THIS year’s Cork Midsummer Festival was the first programmed by artistic director Tom Creed. Its biggest production was Parallel Cities, a suite of eight plays, each placing its audience in a different location, such as the street between two houses on Patrick’s Hill, Barry’s Tea, the Boole library, Kent railway station and the Maldron hotel.
Parallel Cities gave its audience an insight into how the city lives and breathes. It shed light on some familiar spaces, such as the reading room in the Boole. It engaged with the people of Cork, whether it be the long-time staff at Barry’s Tea or the immigrant workers in Hotel, whose stories were often heart-breaking: you wouldn’t leave your hotel room in a mess if you knew the maid was saving to be reunited with her infant daughter in Latvia.

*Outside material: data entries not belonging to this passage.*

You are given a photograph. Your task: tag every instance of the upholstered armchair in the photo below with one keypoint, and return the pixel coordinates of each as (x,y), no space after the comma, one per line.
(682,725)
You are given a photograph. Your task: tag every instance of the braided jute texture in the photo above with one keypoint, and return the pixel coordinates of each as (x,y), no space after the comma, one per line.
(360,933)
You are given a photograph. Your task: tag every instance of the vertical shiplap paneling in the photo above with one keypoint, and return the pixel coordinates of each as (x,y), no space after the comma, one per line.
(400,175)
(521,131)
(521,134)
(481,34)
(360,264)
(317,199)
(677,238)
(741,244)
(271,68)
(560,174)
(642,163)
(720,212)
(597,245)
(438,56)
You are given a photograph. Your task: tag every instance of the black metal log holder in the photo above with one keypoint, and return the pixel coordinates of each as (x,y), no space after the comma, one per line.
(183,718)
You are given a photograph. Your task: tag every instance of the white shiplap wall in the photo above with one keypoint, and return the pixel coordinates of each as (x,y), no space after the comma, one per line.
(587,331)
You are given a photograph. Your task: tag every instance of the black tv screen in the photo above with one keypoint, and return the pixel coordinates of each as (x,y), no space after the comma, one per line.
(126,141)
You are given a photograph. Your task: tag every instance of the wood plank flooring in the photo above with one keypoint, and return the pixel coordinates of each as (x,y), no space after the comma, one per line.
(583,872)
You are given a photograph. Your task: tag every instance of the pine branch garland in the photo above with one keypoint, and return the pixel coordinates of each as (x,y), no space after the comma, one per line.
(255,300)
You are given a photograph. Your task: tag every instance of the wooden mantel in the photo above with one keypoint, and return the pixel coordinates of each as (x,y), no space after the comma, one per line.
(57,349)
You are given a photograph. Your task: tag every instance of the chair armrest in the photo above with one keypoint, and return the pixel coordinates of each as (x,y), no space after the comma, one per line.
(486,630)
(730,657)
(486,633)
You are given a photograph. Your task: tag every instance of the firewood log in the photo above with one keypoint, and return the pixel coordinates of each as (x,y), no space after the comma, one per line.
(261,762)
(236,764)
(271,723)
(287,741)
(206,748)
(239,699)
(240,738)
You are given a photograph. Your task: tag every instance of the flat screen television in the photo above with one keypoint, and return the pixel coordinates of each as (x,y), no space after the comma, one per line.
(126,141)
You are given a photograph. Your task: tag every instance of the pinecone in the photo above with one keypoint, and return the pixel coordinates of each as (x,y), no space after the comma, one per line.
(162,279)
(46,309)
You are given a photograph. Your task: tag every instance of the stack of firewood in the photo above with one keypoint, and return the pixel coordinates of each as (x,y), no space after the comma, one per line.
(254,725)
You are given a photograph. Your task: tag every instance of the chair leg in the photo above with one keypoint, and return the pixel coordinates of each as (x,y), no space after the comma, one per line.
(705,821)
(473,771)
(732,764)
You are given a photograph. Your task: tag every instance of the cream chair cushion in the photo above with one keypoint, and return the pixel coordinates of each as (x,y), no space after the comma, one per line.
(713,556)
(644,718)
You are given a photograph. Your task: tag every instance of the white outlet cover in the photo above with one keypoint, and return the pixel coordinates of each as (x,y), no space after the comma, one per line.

Creed’s own production, Berlin Love Tour, brought its audience about the streets of Cork, re-imagined as the German capital. Its narrator was a tour guide, played by Hilary O’Shaughnessy, whose memories of a doomed romance intruded on her love-struck account of the city of Berlin. The perambulation about town was haunted by the figure of a busker, played by Ray Scannell, who performed Kraftwerk’s The Model and David Bowies’ Heroes, and other songs associated with Berlin. The production was a hit at Dublin Absolut Fringe in 2012, but was better suited to the streetscape of Cork. Its finale, on the rooftop of Paul St carpark, with Scannell joined by a choir on Blur’s Tender, was one of the most memorable moments of this year’s festival.
There were also plays for children. Kindur brought its young audience to Iceland. White opened minds and hearts, its two characters overcoming their obsession with white to allow the full spectrum of colour into their lives.

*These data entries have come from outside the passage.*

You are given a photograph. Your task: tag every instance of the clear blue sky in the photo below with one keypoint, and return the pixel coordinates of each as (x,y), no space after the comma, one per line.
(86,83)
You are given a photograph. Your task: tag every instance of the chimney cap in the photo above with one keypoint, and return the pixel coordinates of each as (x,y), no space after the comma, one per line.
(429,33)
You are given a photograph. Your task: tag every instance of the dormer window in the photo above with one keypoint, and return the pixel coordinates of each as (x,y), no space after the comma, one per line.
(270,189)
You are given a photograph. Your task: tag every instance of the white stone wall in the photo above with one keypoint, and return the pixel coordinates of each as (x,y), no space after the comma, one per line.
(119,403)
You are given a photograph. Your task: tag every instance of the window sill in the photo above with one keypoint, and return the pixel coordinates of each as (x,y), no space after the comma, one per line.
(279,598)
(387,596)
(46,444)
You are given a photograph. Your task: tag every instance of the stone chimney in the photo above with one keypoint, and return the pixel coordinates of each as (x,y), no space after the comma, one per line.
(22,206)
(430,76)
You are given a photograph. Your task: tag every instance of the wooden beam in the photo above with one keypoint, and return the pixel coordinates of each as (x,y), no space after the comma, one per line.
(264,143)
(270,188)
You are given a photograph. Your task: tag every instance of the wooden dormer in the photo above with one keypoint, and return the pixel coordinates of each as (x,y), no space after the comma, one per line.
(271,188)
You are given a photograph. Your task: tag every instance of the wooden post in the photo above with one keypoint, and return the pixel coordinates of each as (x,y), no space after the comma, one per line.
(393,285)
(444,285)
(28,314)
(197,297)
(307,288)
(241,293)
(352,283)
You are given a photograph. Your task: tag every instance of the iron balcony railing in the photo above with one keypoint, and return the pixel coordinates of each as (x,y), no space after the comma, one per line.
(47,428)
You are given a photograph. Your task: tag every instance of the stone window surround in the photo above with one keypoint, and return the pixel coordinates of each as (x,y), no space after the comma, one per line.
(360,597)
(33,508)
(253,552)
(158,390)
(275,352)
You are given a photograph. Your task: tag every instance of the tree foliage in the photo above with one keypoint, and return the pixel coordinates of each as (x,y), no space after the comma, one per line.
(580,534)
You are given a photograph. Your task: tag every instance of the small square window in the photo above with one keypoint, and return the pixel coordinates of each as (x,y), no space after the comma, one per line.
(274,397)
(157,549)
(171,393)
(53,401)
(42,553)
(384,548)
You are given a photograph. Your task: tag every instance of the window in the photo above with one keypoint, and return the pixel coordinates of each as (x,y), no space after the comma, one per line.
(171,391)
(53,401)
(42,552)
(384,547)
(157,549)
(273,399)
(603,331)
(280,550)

Local boy made good, actor Louis Lovett, presented the award-winning The Girl who Forgot to Sing Badly at the Everyman, where hundreds of older children, and as many parents, rocked with laughter at his antics.
Dylan Tighe’s Record had its world premiere at Cork Midsummer. Like the album that inspired it, Record grapples with the subject of Tighe’s bi-polar disorder, a condition that has plagued him all his adult life. Tighe is an experienced actor and director, and had the good sense to employ a great deal of deadpan humour in the two-hour show. It’s the kind of production that will surely be welcomed in other festival programmes this year.
Another world premiere was Peter Power/Eat My Noise’s eVolution, at Cork School of Music, a wildly inventive production that featured string-and-brass sections as well as drums, bass and piano and a background of giddying visuals.
There was much to love in the music and dance programmes. The Gavin Bryars’ Ensemble performed the legendary The Sinking of the Titanic in Cork — at City Hall — for the first time. Liam Ó Maonlai and Michael Keegan-Dolan’s Rian wowed the crowds over three nights at the Opera House, with its heady, almost anarchic mix of trad music and contemporary dance. Starlight brought us on a magical tour of Firkin Crane, and Siamsa Tire invited us into a home on Donovan’s Road to explain how they do what they do, producing Irish dance shows in Dingle and abroad.
David Kitt performed his first album, Small Moments, at Triskel Christchurch, where Kate Ellis also presented an eclectic evening of music and poetry. Ellis also performed about the streets of Cork with George Higgs’ Door.
As a statement of intent, the Everyman’s Pagliacci — the first in-house production by new artistic director Michael Barker-Caven — delivered on all fronts, thrilling opera lovers with its scale, its chutzpah and the sheer quality of its performances. With the demise of Opera 2005, the genre was badly in need of a reboot, and that’s just what it got in Pagliacci.
Every decent festival should have a fringe, and Solstice stepped up to the plate for the second year running. In 2011, the mini festival within a festival ran at the former FÁS building on Sullivan’s Quay. This year, it moved to the Elysian, where the organisers ran a box office and café, as well as exhibition and performance spaces. Their programme included much that was new and brave and experimental, including dance, theatre and music performances. Its success suggests that there is scope for further programmes in a similar vein outside the festival.
The visual arts programme included the entirely wonderful Josef Albers exhibition at the Lewis Glucksman Gallery, UCC: Burke + Norfolk: Photographs from the War in Afghanistan and Simon Fujiwara’s provocative The Museum of Incest at the Crawford Art Gallery. Featured also were Danny McCarthy’s The Memory Room at The Guesthouse; Strange Attractor, and Stephen McGlynn’s and Anna Crudge’s The Reading Room at the Crawford; and Paul Gregg’s Inductive Probability: A Retrospective at Triskel.
Mark Storer worked with Creative Connections in Blackpool to transform a house into a refuge for mischievous ghosts, and, in a welcome move outside the city, Mark Garry presented Drift, a dialogue between a wind harp and a brass band, on Sherkin Island.
Given the intemperance of the climate, it was left to Cork Midsummer Festival to brighten our lives over the past few weeks. And so it did. The smiles on punters’ faces were testament to that.